Model evaluation can happen at different stages of the ML lifecycle.  Most traditional ML and statistics textbooks focus on how to evaluate your model during the model development stage. These methods include regularization, k-fold cross validation, leverage points, and many others.  While evaluation at the stage is important, model evaluation can (and should) be performed at two other stages of the ML lifecycle:  pre-deployment and post-deployment.  

This article will cover common techniques for model evaluation at these three stages of the ML lifecycle.  

Evaluation During Model Development  

There are many methods to evaluate models during the model development phase - entire textbooks are written about this topic alone.  For the sake of brevity, we will cover this type of model evaluation in another article - but you should be aware that many other methods and approaches exist.  

Pre-deployment Evaluation 

When you have trained and tested your model, you’ll want to test it in a production environment.

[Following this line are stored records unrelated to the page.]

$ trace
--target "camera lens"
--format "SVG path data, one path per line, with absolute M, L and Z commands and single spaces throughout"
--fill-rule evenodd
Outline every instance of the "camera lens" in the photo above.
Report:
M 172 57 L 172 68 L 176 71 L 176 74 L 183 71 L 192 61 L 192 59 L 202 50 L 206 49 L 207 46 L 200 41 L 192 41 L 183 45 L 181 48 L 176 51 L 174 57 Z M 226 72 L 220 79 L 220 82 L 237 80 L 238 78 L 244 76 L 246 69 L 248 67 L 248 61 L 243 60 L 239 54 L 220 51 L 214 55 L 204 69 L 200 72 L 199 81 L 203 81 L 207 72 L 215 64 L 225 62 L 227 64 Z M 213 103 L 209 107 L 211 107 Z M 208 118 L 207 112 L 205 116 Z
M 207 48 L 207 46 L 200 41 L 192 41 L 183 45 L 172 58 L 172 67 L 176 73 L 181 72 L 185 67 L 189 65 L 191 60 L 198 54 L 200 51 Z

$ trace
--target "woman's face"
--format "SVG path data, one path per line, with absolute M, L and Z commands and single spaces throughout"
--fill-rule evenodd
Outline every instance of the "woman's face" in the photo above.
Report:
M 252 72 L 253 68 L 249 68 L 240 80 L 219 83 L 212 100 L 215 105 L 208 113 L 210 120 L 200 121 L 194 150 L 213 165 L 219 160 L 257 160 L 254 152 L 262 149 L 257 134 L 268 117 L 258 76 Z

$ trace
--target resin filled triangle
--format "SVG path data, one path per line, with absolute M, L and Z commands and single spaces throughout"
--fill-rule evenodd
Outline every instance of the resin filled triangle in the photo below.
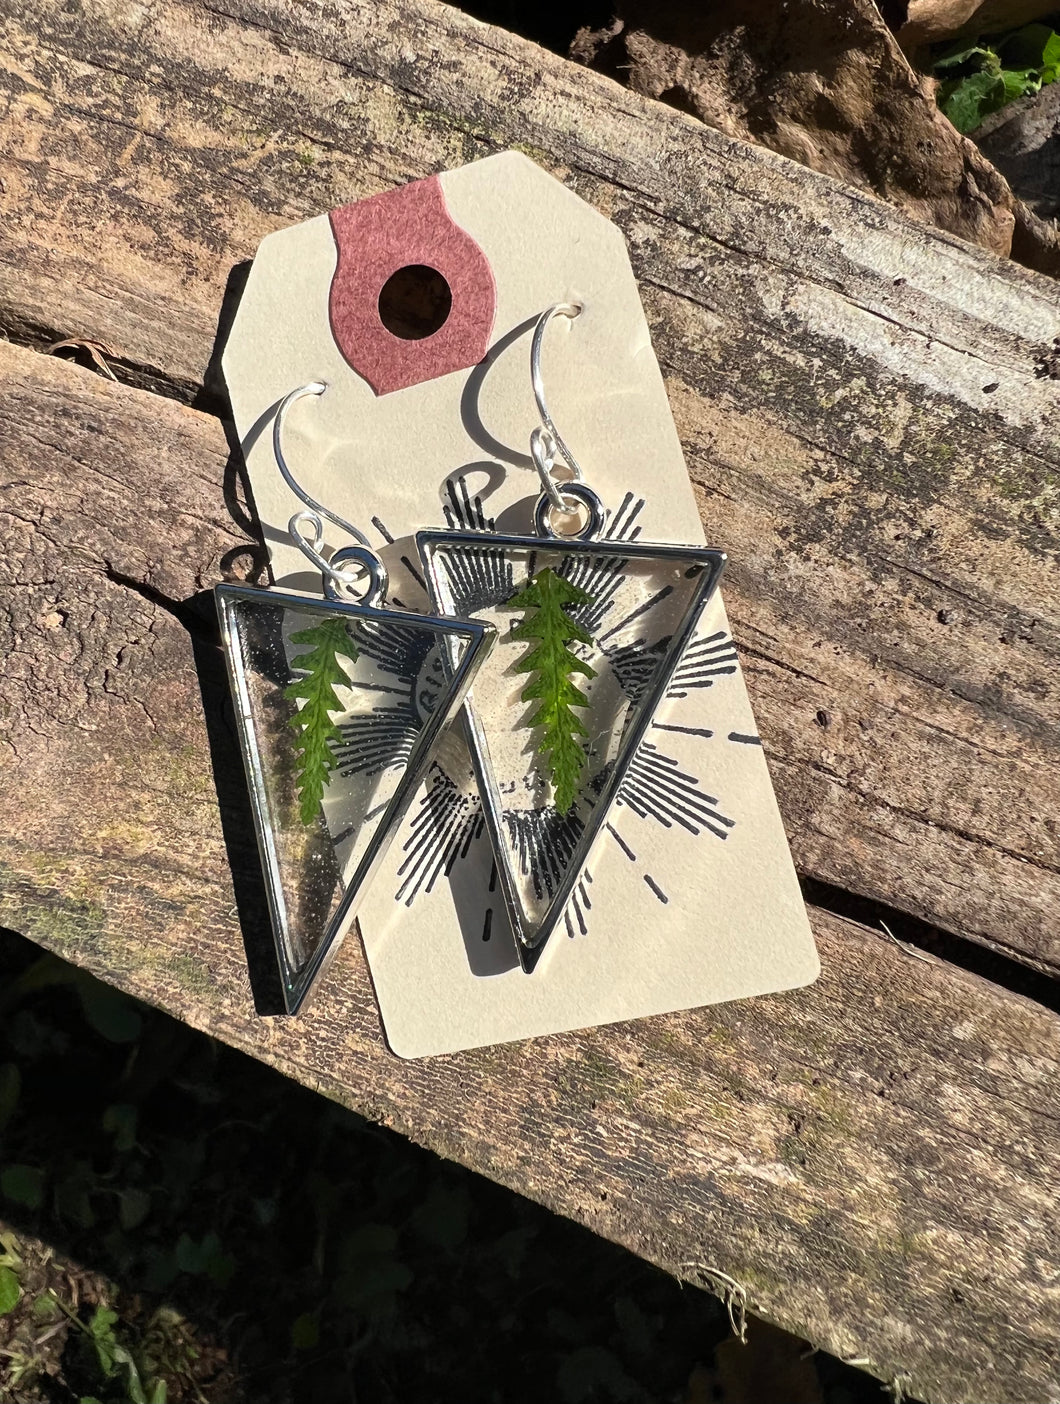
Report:
M 352 924 L 493 633 L 274 590 L 220 585 L 215 594 L 294 1013 Z M 312 758 L 324 749 L 321 793 Z
M 561 541 L 480 532 L 417 537 L 436 609 L 494 626 L 498 643 L 468 698 L 472 759 L 520 959 L 533 968 L 563 915 L 589 850 L 618 792 L 703 606 L 724 565 L 701 547 L 624 541 Z M 574 587 L 565 605 L 576 627 L 569 648 L 592 676 L 571 679 L 585 704 L 572 708 L 581 769 L 561 812 L 536 701 L 523 700 L 534 645 L 513 626 L 511 601 L 543 571 Z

Once your model can make inferences in a production environment, you are ready to start this phase of testing. One of the most common and useful methods of testing this way is A/B testing. 

A/B testing 

A/B testing is a common approach to test software engineering changes such as new features - but it’s also very useful to test ML models in production.  There are many different ways to carry out A/B testing, but we will focus on the most common here. 

The most basic way to test your model’s impact on actual users is to have the model predictions working for some users, but not others.  Then a direct comparison can be made between the two groups and the effect of your model can be measured.  For example, say you have a model that recommends products to users based on what they’ve bought in the past and what they currently have in their cart. To implement A/B testing, you would randomly select users on your website into one of two groups:  

(1) users who see the recommended products that come from the model 
(2) users who get no model-based recommendations 

Then, you can compare the lift in number of items bought (or total sales) in each of the groups and compare them. 

To compare these groups you can use common statistical methods for comparing the means of multiple groups - methods such as the t-test, ANOVA, and others.  If the tests are significant, you have a strong signal that your model has had an effect on traffic, sales, or whatever you want to measure.  SageMaker can help with this - it has the ability to host multiple versions of a model in the same endpoint, making it easier to send traffic to different models and compare the results.

Post-deployment Evaluation 

You have now built a model, verified it through A/B testing and it is running in production. At this point you need to make sure your model stays “healthy” - i.e., model performance stays constant over time.  

Often models running in production start to perform worse over time.  This can happen for different reasons, but it’s extremely important to monitor your models’ performance in production so your team is aware if model performance dips below acceptable levels.  One way to monitor your model’s health in production is to store the model predictions so they can be compared against actual results.  

Going back to the model recommendation system, imagine we store the products that were recommended to each user.  We could then establish a baseline to compare our models again - for example, 50% of recommended products are bought by users.  As our model runs in production, we can use this metric to monitor the model. If, over time, only 25% of recommended products are bought by users, that would mean the model is not performing well and we need to figure out why the model is not performing as well as it used to.  One method to combat this issue is to frequently retrain and deploy the model.